Monday, December 15, 2008

religious case for gay marriage



Newsweek’s provocative cover story this week explores what the Bible really says about gay people, gay marriage, even gay sex. Religion editor Lisa Miller talked to scholars who say neither Jesus or the Bible ever explicitly define marriage as between one man and one woman.

"The Bible’s view of marriage is nothing like the way we view marriage today," Miller told 365gay News. “There are all kinds of ways to interpret it because the Bible was written three or 4,000 years ago, for a world that looks completely unlike our own.”

Newsweek editor Jon Meacham predicted the predictable backlash in his column,
and Richard Land of the Southern Baptist Convention soon followed up.

Here’s how Newsweek laid out the religious case for gay marriage:



“There are four or so verses that are quoted over and over and over by the religious right against homosexuality,” Miller told 365gay News.

“Two of them are in Leviticus, two of them are in Paul, and there’s a verse in Genesis. I went to those verses and I talked to scholars about them, progressive scholars, and I said, is there another way to interpret this, besides just condemning homosexuality as an abomination?”

“The argument I’ve been getting the most is the Adam and Eve argument.
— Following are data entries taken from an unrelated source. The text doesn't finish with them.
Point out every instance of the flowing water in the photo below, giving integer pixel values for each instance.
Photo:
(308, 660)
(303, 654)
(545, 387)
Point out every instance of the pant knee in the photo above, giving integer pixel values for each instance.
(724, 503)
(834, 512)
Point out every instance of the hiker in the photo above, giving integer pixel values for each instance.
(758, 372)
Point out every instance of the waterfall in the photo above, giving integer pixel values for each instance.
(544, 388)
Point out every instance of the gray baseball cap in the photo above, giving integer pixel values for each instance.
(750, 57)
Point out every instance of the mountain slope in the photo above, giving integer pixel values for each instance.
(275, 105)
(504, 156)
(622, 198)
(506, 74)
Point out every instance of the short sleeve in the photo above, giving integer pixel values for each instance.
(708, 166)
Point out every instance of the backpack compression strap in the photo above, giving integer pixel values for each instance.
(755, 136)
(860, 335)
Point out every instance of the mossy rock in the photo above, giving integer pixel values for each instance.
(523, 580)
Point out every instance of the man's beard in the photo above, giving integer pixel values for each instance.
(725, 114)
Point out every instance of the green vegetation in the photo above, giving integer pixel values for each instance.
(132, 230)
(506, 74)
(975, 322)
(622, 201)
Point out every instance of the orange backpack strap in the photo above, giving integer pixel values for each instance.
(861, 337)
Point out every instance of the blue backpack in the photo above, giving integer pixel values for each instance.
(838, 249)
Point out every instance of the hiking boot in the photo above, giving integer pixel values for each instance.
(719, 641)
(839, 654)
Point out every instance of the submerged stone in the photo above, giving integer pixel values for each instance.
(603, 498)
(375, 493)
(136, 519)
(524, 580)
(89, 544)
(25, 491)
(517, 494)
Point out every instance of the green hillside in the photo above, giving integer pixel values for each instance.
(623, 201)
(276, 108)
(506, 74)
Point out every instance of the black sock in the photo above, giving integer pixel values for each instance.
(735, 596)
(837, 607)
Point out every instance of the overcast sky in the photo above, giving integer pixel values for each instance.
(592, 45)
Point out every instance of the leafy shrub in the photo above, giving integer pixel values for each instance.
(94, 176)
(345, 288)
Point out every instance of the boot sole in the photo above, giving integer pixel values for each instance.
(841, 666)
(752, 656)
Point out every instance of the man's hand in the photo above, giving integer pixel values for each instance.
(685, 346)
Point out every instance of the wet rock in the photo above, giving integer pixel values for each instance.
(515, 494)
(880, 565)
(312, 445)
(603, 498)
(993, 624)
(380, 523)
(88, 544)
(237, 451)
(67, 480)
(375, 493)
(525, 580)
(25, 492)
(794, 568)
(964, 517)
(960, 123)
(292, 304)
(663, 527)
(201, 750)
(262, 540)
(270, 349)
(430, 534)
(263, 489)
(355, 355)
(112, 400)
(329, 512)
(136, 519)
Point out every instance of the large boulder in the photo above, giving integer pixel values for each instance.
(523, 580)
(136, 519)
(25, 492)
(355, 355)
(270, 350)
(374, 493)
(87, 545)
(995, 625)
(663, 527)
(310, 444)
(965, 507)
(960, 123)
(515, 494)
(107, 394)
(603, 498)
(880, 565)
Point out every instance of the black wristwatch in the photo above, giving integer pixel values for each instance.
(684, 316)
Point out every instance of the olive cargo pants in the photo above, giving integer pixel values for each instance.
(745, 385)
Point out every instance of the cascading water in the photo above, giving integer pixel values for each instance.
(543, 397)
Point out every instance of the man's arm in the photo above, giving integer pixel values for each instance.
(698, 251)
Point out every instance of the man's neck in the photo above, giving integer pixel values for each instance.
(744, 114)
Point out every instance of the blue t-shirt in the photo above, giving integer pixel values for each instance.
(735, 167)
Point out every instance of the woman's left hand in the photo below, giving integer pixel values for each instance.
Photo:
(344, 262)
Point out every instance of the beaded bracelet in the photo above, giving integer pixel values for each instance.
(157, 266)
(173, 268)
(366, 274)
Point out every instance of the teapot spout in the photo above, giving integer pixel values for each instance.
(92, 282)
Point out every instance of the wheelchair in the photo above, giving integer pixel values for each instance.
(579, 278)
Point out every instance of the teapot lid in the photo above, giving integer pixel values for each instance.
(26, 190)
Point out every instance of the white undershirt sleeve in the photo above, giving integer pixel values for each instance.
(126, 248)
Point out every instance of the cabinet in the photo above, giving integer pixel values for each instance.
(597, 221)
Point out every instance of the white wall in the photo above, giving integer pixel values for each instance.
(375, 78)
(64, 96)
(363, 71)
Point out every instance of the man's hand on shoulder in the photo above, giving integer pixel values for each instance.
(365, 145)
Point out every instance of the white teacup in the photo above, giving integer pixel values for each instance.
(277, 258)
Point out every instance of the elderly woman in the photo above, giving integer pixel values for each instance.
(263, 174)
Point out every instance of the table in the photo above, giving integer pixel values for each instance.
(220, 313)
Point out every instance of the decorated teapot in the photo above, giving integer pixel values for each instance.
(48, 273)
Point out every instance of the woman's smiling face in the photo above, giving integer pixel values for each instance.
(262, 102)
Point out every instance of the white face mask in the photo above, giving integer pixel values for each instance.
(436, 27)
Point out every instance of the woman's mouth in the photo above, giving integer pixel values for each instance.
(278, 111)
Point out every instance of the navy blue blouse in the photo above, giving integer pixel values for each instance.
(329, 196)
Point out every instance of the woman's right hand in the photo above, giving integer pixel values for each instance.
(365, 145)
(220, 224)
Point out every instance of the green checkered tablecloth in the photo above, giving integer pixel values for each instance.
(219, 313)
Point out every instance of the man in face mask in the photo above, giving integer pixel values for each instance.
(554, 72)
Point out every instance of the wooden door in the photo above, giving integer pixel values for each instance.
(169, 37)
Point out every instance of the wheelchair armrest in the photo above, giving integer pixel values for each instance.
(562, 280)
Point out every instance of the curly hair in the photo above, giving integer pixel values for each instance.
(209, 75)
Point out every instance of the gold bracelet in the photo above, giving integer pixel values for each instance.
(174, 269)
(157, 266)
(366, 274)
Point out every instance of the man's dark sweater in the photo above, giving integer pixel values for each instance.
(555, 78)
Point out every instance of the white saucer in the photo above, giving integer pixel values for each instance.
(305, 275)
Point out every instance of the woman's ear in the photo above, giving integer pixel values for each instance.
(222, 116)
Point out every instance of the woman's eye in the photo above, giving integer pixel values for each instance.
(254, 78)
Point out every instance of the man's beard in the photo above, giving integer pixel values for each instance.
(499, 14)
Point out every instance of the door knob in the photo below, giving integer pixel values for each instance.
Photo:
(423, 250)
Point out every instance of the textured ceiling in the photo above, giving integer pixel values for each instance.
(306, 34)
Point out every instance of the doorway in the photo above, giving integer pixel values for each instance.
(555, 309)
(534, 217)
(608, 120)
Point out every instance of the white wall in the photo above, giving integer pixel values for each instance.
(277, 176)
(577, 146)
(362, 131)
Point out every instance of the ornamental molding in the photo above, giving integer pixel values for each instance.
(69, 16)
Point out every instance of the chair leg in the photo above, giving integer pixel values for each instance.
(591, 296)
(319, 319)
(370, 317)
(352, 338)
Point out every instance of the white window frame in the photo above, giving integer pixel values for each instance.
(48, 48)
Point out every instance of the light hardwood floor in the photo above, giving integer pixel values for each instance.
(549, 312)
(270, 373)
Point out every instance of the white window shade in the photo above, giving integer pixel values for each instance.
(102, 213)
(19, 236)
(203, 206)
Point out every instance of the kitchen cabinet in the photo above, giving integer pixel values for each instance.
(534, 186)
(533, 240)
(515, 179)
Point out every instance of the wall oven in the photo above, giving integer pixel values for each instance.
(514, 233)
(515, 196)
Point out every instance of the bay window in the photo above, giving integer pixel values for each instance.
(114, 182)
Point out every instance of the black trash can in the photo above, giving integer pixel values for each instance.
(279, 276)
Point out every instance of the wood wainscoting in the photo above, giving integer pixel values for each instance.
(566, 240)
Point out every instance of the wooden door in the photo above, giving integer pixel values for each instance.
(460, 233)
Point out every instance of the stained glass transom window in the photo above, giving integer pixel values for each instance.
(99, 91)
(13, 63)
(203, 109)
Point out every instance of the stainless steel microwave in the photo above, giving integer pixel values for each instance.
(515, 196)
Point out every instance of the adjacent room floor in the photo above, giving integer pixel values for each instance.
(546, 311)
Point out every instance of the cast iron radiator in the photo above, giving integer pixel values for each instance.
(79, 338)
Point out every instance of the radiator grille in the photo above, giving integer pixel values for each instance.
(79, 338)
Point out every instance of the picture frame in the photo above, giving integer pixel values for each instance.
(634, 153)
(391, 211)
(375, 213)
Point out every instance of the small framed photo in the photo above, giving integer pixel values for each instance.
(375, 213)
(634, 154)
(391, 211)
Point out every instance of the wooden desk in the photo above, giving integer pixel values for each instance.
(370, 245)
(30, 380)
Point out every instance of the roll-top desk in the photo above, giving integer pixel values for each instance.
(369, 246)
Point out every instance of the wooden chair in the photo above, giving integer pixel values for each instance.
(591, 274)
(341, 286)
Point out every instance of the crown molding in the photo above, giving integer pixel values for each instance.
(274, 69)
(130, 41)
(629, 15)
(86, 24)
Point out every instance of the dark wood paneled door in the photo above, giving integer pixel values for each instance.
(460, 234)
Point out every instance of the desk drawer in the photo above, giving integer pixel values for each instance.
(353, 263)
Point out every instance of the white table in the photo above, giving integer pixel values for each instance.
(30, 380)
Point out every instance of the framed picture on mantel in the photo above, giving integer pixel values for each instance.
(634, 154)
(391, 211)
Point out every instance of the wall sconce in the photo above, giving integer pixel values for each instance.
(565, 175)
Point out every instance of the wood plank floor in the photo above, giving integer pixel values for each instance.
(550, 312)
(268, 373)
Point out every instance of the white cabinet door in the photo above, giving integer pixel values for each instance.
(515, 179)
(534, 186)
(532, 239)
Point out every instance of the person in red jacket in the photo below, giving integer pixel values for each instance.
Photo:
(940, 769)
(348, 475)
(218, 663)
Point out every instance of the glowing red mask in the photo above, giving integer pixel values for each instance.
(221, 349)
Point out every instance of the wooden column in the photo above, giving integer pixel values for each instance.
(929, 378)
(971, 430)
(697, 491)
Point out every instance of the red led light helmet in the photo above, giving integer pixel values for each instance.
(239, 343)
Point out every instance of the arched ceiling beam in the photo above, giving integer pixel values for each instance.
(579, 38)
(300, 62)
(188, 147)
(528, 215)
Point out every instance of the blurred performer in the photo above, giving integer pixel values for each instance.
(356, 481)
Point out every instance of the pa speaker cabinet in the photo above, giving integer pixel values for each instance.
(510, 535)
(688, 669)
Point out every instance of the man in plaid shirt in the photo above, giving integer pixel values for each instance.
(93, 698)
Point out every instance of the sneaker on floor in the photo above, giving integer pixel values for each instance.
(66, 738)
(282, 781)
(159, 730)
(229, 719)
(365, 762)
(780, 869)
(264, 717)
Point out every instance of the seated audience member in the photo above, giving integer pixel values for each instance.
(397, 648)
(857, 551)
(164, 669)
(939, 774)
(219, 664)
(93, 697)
Marriage is between a man and a woman,” Miller said.

“There’s a verse in Genesis that says when a man leaves his family he should cleave to his wife and they should become one. The problem with that verse is that it was written in a universe where men were polygamists, and as one Bible scholar I talked to said, you know he should cleave to his wife but how many wives?”

As for Leviticus, where passages refer to sex between men as “an abomination,” Miller said that’s part of a book of rules for a world very different from today.

“This was a very particular world and there are all kinds of rules in there about blood sacrifices and the best way to kill an animal. You have to say, look these rules just don’t apply themselves anymore. We don’t do weird haircuts, we don’t do blood sacrifices…. why do we have to take these two verses about human sexuality so seriously when three pages later there’s instructions on the best price to pay for a slave whether it’s a man, woman, child or old person? Let’s be real about how useful this book is to us.”

Miller pointed out that while there is no passage in the Bible that refers to sex between women, she thinks the discomfort with gay marriage is grounded in discomfort over gay sex.



“The scholars I talked to especially about the verses in Paul say that the condemnation of gay sex in Paul is really a condemnation of the worst kind of craven, licentious, debauched behavior that in fact Paul was talking about the behavior of the Roman emperors Caligula and Nero, who everybody in the first century would have known were just bad, bad people. His condemnation of it is a condemnation of a sort of general wickedness and promiscuity, and that in fact what Paul argued for, is family stability.”

“Get married, don’t get divorced. That was a big thing for Paul, stay together. It’s actually a socially conservative argument. Get married, stay married, it’s good for society, it’s good for kids, it’s good for families. Love and the experiment of trying to stay loving even through difficult times is a very Christian endeavor. Let’s try to give that to everybody.”

Miller said she was most moved by what she learned about the Bible’s true message of inclusion and love.



“The message of Jesus is to reach out to everybody. God loves everybody. A priest quoted to me Psalm 139 which is, ‘I am wonderfully and fearfully made.’ It’s a Psalm about how God sees inside you, your most secret self, even the parts of you that you don’t show to the world. And it’s a wonderful argument for gay marriage. It’s like, God loves all of us, in all of our beauty, in all of our imperfection. Why would he discern between us based on something like sexual orientation? He wouldn’t. I found that a very moving argument and it was inspiring to me.”